Institución: Archivo General de la Nación/Propiedad Artística y Literaria/4769
En 1787 el obispo Rafael José Verger mandó edificar una casa de descanso en la loma de la Chepe Vera. Con el tiempo la construcción se conoció como Palacio del Obispado y dada su ubicación estratégica elevada se volvió también punto de defensa militar para Monterrey.
Abandonado y como doloroso monumento a derrotas nacionales, el edificio colonial fue lazareto a finales del siglo xix y hasta la primera década del xx.
El sitio fue declarado monumento histórico hasta 1932. Esta fotografía, tomada en 1905 por Charles Burlingame Waite, fotógrafo norteamericano que conocía ambas versiones de aquellas historias y quien tuvo su estudio en la Ciudad de México a partir de 1896, es un documento histórico que captura muy bien porqué el Obispado era un parapeto, de qué manera es entrada a Monterrey y salida hacia Saltillo, además de mostrar cómo convertido en leprosario y contención infecciosa, muchos años permanecen tirados alrededor suyo los restos de diversas batallas.

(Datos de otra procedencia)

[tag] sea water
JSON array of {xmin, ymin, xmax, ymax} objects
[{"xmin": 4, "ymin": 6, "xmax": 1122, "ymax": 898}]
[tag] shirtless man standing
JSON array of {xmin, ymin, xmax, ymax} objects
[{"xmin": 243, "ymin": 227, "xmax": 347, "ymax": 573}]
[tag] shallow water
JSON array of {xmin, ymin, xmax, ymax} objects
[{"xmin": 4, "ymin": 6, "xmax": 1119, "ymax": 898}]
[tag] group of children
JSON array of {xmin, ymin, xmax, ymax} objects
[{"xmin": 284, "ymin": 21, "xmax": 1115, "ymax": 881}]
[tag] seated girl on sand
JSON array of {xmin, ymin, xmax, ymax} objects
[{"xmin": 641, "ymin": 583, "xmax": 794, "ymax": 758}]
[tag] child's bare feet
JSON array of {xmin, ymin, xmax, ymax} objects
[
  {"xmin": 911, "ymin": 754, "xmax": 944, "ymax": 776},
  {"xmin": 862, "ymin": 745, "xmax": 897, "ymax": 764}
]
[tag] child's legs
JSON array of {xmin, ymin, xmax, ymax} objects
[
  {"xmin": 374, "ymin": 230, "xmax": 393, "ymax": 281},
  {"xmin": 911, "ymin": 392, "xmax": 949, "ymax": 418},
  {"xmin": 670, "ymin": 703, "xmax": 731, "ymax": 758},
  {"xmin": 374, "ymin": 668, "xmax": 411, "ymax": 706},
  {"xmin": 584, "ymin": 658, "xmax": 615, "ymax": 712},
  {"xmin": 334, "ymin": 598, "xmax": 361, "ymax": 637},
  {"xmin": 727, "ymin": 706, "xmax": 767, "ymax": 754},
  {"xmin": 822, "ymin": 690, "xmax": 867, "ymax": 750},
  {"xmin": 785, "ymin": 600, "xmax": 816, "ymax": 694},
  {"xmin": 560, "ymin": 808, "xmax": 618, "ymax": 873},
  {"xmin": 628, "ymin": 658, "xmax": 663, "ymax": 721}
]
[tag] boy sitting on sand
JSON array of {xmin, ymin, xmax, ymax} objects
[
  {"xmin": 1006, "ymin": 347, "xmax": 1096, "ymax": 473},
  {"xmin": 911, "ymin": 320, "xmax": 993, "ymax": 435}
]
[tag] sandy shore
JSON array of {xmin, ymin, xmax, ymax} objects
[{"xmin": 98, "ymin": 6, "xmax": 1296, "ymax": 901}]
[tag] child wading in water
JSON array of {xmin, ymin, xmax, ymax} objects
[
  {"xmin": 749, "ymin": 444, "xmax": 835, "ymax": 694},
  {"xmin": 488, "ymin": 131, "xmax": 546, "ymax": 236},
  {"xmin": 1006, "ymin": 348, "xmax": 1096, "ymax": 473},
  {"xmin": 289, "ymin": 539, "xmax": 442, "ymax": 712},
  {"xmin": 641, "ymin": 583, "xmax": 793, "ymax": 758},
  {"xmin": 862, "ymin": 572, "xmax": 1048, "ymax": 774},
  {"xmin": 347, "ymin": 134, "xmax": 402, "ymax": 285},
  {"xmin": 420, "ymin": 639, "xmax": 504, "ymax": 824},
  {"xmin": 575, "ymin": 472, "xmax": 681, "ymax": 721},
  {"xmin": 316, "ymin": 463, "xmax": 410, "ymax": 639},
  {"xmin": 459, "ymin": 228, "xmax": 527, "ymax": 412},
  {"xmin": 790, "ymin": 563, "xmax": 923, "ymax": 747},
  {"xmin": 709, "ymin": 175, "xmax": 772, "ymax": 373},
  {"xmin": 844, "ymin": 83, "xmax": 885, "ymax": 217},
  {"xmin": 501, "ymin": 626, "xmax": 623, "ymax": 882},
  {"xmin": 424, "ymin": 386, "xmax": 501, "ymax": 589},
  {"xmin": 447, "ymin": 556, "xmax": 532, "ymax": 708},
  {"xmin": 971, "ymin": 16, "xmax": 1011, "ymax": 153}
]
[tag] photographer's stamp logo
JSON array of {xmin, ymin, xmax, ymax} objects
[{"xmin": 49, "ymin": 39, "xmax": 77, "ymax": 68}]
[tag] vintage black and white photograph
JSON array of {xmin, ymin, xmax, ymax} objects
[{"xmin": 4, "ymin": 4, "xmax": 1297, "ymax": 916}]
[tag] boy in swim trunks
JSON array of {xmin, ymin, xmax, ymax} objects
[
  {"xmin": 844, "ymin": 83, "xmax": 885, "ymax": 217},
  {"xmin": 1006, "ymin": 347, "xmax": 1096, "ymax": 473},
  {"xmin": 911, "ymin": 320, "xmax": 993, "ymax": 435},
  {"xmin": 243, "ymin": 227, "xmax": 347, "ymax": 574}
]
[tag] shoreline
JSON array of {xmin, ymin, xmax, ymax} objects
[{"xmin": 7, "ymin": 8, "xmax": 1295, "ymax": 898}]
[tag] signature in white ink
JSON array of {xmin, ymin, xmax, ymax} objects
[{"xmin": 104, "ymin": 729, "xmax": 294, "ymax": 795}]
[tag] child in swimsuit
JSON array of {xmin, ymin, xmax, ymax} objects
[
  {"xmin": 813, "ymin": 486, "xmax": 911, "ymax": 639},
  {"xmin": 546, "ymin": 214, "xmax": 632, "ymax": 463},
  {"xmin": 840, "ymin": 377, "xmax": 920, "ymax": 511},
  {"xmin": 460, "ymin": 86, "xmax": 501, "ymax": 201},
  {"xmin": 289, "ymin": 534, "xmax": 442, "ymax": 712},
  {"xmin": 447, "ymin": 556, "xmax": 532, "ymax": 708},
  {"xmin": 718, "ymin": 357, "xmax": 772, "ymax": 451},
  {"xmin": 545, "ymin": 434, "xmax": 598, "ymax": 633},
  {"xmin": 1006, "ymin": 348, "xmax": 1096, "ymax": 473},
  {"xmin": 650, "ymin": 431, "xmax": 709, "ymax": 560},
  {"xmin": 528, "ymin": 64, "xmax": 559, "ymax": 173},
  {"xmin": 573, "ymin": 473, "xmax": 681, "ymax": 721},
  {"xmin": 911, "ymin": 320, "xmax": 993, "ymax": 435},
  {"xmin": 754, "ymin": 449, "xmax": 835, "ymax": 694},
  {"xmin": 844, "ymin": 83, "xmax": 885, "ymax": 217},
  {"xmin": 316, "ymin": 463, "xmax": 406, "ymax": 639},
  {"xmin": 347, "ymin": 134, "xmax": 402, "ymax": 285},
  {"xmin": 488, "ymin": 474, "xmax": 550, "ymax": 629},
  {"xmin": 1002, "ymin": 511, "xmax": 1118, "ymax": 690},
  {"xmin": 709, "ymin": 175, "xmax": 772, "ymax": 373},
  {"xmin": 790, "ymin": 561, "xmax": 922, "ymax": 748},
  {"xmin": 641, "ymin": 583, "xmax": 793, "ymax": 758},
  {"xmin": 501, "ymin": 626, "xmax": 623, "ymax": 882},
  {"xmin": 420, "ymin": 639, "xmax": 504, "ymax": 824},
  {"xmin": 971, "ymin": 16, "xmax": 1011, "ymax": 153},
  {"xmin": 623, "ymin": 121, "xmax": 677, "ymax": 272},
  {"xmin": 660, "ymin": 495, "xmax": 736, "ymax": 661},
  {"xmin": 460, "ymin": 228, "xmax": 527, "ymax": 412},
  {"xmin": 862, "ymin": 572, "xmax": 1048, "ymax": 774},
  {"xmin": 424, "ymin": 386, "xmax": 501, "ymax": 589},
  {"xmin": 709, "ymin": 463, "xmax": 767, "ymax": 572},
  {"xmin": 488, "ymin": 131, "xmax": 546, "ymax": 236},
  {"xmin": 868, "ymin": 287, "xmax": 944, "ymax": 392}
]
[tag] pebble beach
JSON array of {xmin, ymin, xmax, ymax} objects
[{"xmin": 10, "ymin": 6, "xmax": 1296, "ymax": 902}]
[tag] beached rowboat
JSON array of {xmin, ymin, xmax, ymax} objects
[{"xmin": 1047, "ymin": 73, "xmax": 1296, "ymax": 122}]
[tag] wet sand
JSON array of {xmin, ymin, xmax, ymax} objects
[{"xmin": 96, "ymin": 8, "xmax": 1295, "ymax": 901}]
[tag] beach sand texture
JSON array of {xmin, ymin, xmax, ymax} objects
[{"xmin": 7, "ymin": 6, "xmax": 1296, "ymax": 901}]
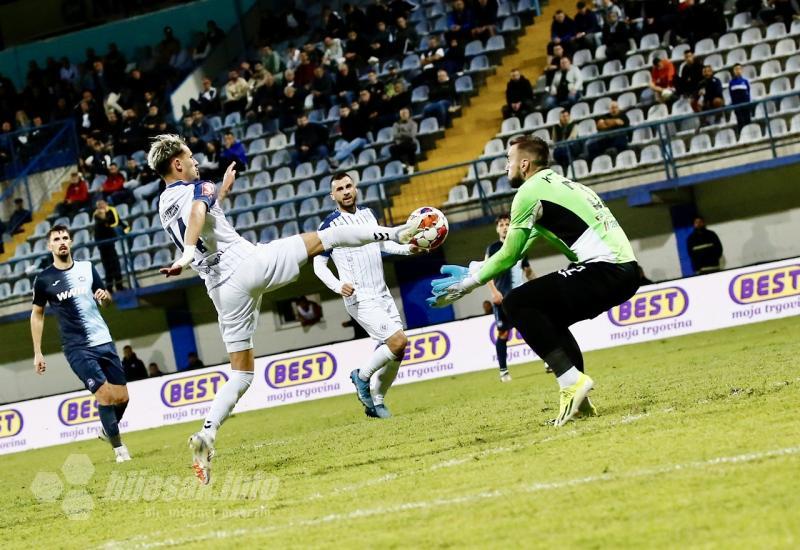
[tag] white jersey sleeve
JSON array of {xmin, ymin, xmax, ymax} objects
[{"xmin": 158, "ymin": 180, "xmax": 253, "ymax": 285}]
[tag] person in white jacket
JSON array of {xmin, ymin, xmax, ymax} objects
[{"xmin": 314, "ymin": 172, "xmax": 421, "ymax": 418}]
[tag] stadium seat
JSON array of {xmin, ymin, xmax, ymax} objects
[
  {"xmin": 567, "ymin": 159, "xmax": 589, "ymax": 180},
  {"xmin": 300, "ymin": 197, "xmax": 319, "ymax": 216},
  {"xmin": 767, "ymin": 22, "xmax": 786, "ymax": 40},
  {"xmin": 639, "ymin": 145, "xmax": 663, "ymax": 165},
  {"xmin": 258, "ymin": 225, "xmax": 280, "ymax": 243},
  {"xmin": 456, "ymin": 75, "xmax": 476, "ymax": 94},
  {"xmin": 500, "ymin": 117, "xmax": 521, "ymax": 134},
  {"xmin": 614, "ymin": 149, "xmax": 637, "ymax": 170},
  {"xmin": 689, "ymin": 134, "xmax": 711, "ymax": 155},
  {"xmin": 523, "ymin": 111, "xmax": 544, "ymax": 130},
  {"xmin": 11, "ymin": 279, "xmax": 31, "ymax": 296},
  {"xmin": 591, "ymin": 155, "xmax": 614, "ymax": 176},
  {"xmin": 131, "ymin": 235, "xmax": 150, "ymax": 252},
  {"xmin": 133, "ymin": 253, "xmax": 152, "ymax": 271},
  {"xmin": 417, "ymin": 117, "xmax": 439, "ymax": 136},
  {"xmin": 445, "ymin": 185, "xmax": 469, "ymax": 204},
  {"xmin": 281, "ymin": 222, "xmax": 300, "ymax": 239},
  {"xmin": 739, "ymin": 122, "xmax": 764, "ymax": 145},
  {"xmin": 233, "ymin": 193, "xmax": 253, "ymax": 210}
]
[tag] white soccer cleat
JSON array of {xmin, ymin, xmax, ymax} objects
[
  {"xmin": 114, "ymin": 445, "xmax": 131, "ymax": 462},
  {"xmin": 189, "ymin": 432, "xmax": 214, "ymax": 485}
]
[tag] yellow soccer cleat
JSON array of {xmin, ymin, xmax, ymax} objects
[{"xmin": 555, "ymin": 373, "xmax": 594, "ymax": 427}]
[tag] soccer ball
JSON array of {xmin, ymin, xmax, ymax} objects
[{"xmin": 408, "ymin": 206, "xmax": 450, "ymax": 250}]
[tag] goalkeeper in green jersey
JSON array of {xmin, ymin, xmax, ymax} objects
[{"xmin": 428, "ymin": 136, "xmax": 639, "ymax": 426}]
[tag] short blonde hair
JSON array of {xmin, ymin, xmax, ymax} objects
[{"xmin": 147, "ymin": 134, "xmax": 186, "ymax": 177}]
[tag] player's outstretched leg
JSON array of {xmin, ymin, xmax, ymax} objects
[
  {"xmin": 94, "ymin": 382, "xmax": 131, "ymax": 462},
  {"xmin": 189, "ymin": 348, "xmax": 253, "ymax": 485}
]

El 18 de septiembre de 1846 comenzó una batalla que mucho han discutido los historiadores en México y en los Estados Unidos de América. El coronel Francisco Berra era el oficial a cargo del fortín mexicano. Con el enemigo, participaron de aquel asalto voluntarios de Maryland y el núcleo de irlandeses que luego desertaron para formar el Batallón de San Patricio. Pero sobre todo la población civil padeció, sin alimentos y expuesto a cadáveres en descomposición, la crueldad de la batalla aquella semana. El general Pedro de Ampudia capituló frente a Zachary Taylor siete días después; el impulso político que le dio tal gesto lo hizo el décimo segundo presidente de aquella nación. Otra vez, entre agosto de 1864 y noviembre de 1865, cuando Benito Juárez resguardaba la Presidencia huyendo hacia el norte durante la Intervención francesa, el Cerro del Obispado fue escenario de cruentos combates. En la memoria de los regiomontanos del siglo xix, el Obispado es un sitio ominoso.
El antiguo Palacio de Nuestra Señora de Guadalupe, tradicionalmente llamado Palacio del Obispado, fue restaurado a partir de 1946 y 10 años después (en el marco del 360 aniversario de la fundación de Monterrey) se inauguró ahí el Museo Regional de Nuevo León. Es el único monumento arquitectónico barroco que se conserva íntegro en aquel estado y las piezas de artillería, algunas del siglo xviii, fueron fundidas en la Maestranza novohispana de la Ciudad de México. Otras, como los cañones grabados con la palabra “grillo”, formaban parte de la defensa poniente del cerro y son de la época independentista.
Testimonio visual de aquellas transformaciones y del edificio como lugar para la memoria regional y del país entero, esta toma fue esencial para recuperar detalles de la estructura barroca y resolver desperfectos producto de las batallas que ahí ocurrieron. Los restauradores del Instituto Nacional de Antropología e Historia en los años cuarenta del siglo pasado, encabezados por Joaquín A. Mora y Muro XXI Taller, los arquitectos que trabajaron el sitio en 2024, así lo cuentan.